2 Kasım 2009 Pazartesi

Armenian media debates the identity of mysterious historian

Armenian media debates the identity of mysterious historian
Monday, November 2, 2009

VERCİHAN ZİFLİOĞLU

ISTANBUL – Hürriyet Daily News

Armenian media outlets are speculating on the identity of historians chosen for a controversial history commission after the Daily News reported that the participants have already been selected. Nationalist Tashnak-affiliated Yerkir Media says it has already found out the name of the Istanbul-born Armenian historian said to be in charge of the committee

A recent report by the Hürriyet Daily News & Economic Review has caused a stir among Armenian media outlets as journalists there seek to uncover the names that were kept undisclosed by the newspaper.

The Oct. 19 report, “Yerevan picks historians for commission,” was based on information the Daily News had obtained from a high-level Armenian authority and confirmed with sources in Turkey.

Armenian authorities, however, denied the report immediately after it was published.

According to the report, Yerevan has already picked the Armenian historians to participate in a history commission that will be set up under the protocols signed between Turkey and Armenia aimed at normalizing relations between the two countries.

The report said an Armenian historian who was born in Istanbul was unofficially put in charge of the committee by the Turkish government and is already holding meetings in Turkey about the establishment of the commission.

The only information the paper revealed about this person was that he was the first historian of Armenian origin to be granted special permission by former President Fahri Korutürk to conduct research using the Ottoman archives, back in 1974.

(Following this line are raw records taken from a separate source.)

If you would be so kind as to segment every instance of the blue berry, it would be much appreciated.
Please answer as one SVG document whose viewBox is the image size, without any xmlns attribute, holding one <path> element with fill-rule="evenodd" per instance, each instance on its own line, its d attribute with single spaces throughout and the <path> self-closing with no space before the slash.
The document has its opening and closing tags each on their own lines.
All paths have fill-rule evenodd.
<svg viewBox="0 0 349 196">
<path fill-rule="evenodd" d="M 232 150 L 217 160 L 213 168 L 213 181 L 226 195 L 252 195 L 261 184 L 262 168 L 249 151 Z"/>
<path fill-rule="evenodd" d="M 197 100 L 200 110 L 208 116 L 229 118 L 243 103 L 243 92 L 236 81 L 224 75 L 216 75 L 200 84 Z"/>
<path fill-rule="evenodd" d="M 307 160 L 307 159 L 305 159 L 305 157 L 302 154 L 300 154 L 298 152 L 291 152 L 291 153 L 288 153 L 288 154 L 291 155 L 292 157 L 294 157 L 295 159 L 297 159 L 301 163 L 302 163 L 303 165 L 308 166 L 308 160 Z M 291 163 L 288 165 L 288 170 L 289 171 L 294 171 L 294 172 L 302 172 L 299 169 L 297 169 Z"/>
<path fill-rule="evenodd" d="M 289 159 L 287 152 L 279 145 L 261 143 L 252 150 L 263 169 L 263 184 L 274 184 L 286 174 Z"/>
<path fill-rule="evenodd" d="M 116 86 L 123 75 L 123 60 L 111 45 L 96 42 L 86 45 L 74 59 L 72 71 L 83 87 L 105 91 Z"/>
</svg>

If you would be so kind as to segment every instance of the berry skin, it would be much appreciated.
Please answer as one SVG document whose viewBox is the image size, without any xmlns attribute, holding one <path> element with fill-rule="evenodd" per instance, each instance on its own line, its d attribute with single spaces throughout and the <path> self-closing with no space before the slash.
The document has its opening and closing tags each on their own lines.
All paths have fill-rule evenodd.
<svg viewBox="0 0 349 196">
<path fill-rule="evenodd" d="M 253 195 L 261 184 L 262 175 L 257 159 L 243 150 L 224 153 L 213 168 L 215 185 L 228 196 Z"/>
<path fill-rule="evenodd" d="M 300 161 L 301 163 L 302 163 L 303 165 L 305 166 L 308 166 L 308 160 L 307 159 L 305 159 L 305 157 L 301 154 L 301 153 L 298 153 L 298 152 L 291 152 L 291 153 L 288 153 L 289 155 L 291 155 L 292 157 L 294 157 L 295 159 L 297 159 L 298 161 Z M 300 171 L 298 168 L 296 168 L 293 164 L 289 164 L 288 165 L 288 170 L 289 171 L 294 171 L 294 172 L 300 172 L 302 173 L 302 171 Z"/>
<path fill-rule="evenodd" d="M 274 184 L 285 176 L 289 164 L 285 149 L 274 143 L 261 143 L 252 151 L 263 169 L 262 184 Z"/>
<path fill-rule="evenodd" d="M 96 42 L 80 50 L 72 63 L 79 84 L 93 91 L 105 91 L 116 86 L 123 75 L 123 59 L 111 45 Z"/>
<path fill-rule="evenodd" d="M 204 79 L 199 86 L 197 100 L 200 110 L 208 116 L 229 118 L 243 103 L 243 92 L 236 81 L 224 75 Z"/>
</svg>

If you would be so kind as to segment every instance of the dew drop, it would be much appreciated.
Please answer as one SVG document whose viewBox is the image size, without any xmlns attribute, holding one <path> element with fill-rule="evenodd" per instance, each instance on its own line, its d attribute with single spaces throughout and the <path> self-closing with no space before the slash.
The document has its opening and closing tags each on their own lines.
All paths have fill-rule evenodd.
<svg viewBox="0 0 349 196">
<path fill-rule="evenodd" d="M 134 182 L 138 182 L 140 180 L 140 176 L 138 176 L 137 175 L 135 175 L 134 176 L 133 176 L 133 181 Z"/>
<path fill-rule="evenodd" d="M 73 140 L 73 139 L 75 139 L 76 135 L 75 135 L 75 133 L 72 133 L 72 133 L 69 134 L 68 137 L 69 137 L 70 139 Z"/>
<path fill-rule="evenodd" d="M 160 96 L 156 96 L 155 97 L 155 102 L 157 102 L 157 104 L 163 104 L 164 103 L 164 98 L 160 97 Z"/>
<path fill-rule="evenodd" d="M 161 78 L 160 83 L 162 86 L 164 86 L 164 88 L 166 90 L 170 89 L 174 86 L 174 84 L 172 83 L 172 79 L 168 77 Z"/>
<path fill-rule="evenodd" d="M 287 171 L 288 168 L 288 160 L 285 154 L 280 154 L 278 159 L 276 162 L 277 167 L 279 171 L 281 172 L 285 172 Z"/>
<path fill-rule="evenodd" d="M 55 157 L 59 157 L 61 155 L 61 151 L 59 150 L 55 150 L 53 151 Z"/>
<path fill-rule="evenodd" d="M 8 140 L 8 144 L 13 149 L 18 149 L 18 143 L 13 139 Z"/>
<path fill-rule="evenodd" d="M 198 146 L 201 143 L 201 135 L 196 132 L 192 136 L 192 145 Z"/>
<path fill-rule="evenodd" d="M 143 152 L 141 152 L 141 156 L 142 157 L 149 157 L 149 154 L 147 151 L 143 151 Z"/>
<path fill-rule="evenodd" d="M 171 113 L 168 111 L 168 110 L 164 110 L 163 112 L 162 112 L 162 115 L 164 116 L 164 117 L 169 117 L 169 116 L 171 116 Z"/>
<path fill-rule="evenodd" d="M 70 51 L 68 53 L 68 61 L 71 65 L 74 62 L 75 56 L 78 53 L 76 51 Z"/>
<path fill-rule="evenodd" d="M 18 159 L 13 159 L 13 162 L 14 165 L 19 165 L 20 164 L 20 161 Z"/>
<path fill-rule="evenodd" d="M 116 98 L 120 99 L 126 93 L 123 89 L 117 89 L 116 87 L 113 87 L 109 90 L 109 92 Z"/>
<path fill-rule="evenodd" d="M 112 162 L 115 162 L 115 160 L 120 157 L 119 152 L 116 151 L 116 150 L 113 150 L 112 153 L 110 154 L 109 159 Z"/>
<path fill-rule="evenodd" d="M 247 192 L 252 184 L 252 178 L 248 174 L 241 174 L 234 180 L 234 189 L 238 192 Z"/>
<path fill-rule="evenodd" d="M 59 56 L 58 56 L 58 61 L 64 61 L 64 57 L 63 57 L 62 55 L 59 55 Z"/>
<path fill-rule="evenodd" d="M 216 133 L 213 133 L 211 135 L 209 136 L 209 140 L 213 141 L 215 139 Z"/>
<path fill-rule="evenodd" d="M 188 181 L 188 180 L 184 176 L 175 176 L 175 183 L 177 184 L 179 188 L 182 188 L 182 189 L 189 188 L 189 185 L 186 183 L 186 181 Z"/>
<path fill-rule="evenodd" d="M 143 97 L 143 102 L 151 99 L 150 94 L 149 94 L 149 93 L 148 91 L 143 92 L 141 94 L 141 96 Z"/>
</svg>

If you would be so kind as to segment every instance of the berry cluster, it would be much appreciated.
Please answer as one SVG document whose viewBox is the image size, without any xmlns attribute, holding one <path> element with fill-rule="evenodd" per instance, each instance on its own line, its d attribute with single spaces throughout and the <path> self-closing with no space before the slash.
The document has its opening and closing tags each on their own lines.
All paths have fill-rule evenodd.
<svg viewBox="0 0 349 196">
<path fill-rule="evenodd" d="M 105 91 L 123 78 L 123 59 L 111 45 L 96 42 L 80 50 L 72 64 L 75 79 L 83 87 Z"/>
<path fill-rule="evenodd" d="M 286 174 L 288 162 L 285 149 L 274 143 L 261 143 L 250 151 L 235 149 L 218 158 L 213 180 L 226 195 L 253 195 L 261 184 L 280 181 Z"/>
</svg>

Although not mentioned in the protocols, Turkey has been naming a settlement on the long-standing territorial dispute over Nagorno-Karabakh and the establishment of the history commission as preconditions for reconciliation with its ex-Soviet neighbor. Ankara says the joint history commission should study and discuss the deaths of Armenians in 1915, during the last days of the Ottoman Empire.

Armenian President Serge Sarkisian and his government meanwhile say that the events of 1915 were “genocide,” and that they will never retreat from their stance on this, nor would they accept Turkey’s preconditions.

Yerkir Media’s claim

In a special report Friday, the Armenian media news site Yerkir Media, which is affiliated with the nationalist Tashnak Party, said it had discovered the identity of the Istanbul-born Armenian historian set to head the commission. The topic was also picked up by daily Aravod.

Yerkir Media claims that the historian is Parsegh Tuğlacıyan, who is known by the name “Pars Tuğlacı” in Turkey.

The Daily News called Yerkir Media and asked the news organization’s director of information and political programs, Gegham Manukyan, how he had reached this conclusion. “We were researching the facts presented in your article and concluded that the Turkish-Armenian historian’s name is Pars Tuğlacı because all of the data points to his name,” Manukyan said. “In 1974, he entered the Ottoman Archives to do research.”

Tuğlacı also went to Yerevan last year to conduct research using the archives of the Genocide Museum.

According to Yerkir Media’s report, Tuğlacı is currently in Yerevan and has refused to answer questions on the subject. The same report said Tuğlacı would be visiting Yerevan again in three months and would make a statement on the subject.

The historic agreement aimed at normalizing relations has yet to be ratified by either parliament.

The history commission, which is expected to be part of an intergovernmental commission between the two countries, is one of the most delicate matters in the recently signed diplomatic protocols.

Though Sarkisian’s government has rejected Turkey’s suggestion of a history commission, calling it “politically motivated,” Yerevan has reportedly already chosen its historians for the commission.

The names for the commission were selected by Sarkisian’s administration, a senior Armenian government official told the Daily News, speaking on condition of anonymity due the sensitivity of the issue. Another diplomatic source from the Turkish side also verified the appointments, adding that the commission would begin working immediately after the diplomatic protocols are ratified by both parliaments.

The Armenian side would offer only Armenian historians to the commission, he said, adding that historians from the diaspora, who have been carrying out research in the archives of many countries, would not be included.

Ara Sarafian, a leading diaspora historian and the director of the London-based Gomidas Institute, said the commission is a political matter and he did not want to comment on the issue. In a previous interview with the Daily News, Sarafian said Turkish Prime Minister Recep Tayyip Erdoğan’s call for a history commission was a positive move, but added that Armenia is not the right place to address the issue. “The archived documents in Armenia are insufficient. The freedom of historians is limited,” he said. “Thus a delicate matter such as genocide will be pulled into the political arena.”